Enlevés pour la Primus Classic, les ralentisseurs entre Braine-le-Comte et Steenkerque se font attendre

Des incidents impliquant des enfants sont à déplorer. Les ralentisseurs seront bientôt replacés.

U.P.
Enlevés pour la Primus Classic, les ralentisseurs entre Braine-le-Comte et Steenkerque se font attendre

Bien que la route entre Steenkerque et le centre-ville de Braine-le-Comte ne soit pas une ligne droite, cela n’empêche pas des chauffards de s’en donner à cœur et joie. Pour calmer leurs ardeurs, des dispositifs ralentisseurs jalonnaient le tronçon de 6 kilomètres, mais ceux-ci ont été retirés pour le passage de la course cycliste Primus Classic, le 18 septembre dernier. Depuis, un seul a été replacé: celui-ci se situe route de Petit-Rœulx, en entrée d’agglomération.
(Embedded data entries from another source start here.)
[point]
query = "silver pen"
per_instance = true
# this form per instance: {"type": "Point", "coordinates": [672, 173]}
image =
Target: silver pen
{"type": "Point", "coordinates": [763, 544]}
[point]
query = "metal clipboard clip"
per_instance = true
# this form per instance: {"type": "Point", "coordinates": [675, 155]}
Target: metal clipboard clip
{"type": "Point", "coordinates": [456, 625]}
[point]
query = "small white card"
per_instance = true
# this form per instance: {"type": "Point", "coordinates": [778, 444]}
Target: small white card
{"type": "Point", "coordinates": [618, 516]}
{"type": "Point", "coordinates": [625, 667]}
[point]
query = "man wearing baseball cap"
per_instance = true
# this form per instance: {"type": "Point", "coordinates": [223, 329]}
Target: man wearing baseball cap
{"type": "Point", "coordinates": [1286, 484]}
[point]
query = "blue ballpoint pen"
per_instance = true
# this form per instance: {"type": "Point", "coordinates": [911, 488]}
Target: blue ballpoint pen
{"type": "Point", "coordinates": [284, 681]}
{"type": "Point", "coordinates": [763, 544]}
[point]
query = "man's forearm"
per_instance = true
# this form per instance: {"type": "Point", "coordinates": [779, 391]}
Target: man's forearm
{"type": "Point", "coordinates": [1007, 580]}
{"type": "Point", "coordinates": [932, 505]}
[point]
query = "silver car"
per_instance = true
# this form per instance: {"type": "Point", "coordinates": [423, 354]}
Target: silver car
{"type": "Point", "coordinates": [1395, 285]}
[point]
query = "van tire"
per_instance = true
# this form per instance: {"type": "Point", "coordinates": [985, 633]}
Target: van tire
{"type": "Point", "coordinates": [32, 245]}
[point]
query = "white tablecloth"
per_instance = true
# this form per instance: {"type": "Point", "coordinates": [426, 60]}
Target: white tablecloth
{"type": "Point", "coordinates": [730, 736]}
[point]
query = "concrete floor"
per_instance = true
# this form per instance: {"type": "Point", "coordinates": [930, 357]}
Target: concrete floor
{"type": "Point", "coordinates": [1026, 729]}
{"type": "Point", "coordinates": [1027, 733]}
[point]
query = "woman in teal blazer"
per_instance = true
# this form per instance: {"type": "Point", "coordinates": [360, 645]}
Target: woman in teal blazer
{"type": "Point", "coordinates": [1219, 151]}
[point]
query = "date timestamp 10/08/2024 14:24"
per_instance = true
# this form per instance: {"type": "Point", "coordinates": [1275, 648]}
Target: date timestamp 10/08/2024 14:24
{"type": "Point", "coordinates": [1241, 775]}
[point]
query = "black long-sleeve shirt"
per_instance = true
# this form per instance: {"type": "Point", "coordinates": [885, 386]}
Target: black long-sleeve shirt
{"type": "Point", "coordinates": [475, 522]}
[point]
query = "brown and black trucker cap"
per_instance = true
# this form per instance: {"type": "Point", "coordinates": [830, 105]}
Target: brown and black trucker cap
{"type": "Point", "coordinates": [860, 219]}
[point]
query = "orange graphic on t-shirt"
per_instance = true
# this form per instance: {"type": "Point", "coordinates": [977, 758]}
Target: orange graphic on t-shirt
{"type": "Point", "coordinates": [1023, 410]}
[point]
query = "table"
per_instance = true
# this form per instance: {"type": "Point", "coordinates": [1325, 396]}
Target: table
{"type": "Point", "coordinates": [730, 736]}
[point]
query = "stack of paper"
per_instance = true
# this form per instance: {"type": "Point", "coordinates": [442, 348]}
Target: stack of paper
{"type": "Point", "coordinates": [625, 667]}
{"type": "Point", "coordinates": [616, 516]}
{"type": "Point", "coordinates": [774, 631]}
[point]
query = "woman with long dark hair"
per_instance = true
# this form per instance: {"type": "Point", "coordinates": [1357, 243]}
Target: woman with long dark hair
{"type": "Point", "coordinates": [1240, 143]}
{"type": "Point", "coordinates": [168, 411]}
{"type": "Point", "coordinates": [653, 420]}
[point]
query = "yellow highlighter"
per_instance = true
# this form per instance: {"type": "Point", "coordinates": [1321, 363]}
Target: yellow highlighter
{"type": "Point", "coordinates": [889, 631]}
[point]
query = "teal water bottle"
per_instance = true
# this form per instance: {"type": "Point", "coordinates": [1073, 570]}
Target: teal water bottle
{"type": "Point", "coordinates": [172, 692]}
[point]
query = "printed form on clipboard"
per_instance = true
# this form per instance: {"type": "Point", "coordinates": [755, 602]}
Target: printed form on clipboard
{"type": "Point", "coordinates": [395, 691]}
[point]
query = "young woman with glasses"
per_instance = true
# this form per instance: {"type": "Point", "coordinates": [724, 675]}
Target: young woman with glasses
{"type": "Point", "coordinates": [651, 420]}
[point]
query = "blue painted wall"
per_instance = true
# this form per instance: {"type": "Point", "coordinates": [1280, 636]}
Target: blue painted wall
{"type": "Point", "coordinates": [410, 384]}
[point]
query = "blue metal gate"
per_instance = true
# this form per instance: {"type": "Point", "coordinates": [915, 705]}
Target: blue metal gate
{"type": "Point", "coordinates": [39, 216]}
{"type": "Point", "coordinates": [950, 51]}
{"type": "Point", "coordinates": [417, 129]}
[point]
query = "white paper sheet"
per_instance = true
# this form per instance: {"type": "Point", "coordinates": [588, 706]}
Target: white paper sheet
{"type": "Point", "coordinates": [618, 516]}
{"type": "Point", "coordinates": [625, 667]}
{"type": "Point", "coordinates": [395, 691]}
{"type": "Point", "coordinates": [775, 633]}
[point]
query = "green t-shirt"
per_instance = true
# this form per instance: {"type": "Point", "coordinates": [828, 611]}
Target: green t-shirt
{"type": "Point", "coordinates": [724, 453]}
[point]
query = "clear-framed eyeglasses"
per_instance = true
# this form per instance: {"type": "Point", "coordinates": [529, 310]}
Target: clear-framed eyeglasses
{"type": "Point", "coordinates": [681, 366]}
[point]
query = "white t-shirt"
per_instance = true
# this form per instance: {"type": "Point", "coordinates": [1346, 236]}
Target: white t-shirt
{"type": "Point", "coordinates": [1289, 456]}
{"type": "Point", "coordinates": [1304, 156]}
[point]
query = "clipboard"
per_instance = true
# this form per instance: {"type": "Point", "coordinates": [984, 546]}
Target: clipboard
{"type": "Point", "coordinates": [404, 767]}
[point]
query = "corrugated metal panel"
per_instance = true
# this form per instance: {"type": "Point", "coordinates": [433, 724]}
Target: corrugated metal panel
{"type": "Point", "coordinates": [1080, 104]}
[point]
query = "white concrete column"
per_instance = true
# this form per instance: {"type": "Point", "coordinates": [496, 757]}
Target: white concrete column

Entretemps, trois incidents commis par des chauffards ont été recensés, dont deux avec délit de fuite. Deux de ces incidents concernaient des enfants à vélo. "La problématique de la vitesse n’est, hélas, pas neuve, constate Anne-Françoise Petit Jean, conseillère communale écolo à Braine-le-Comte. Il s’agit du chemin le plus court entre la zone d’Enghien et de l’A8/E429 et le centre de Braine-le-Comte, voire Nivelles."

Cette chaussée qui traverse deux villages et deux écoles en zone 30 se révèle à de nombreux endroits peu adaptée à une conduite "sportive", surtout en présence d’enfants. "Force est de constater que les limitations de vitesse en traversée de village sont peu respectées." Et de s’interroger: "Pourquoi les dispositifs ralentisseurs n’ont-ils pas été replacés après la course? Quand seront-ils remis? Et surtout, est-il possible de demander aux services de police de procéder à des contrôles de vitesse sur ce tronçon?"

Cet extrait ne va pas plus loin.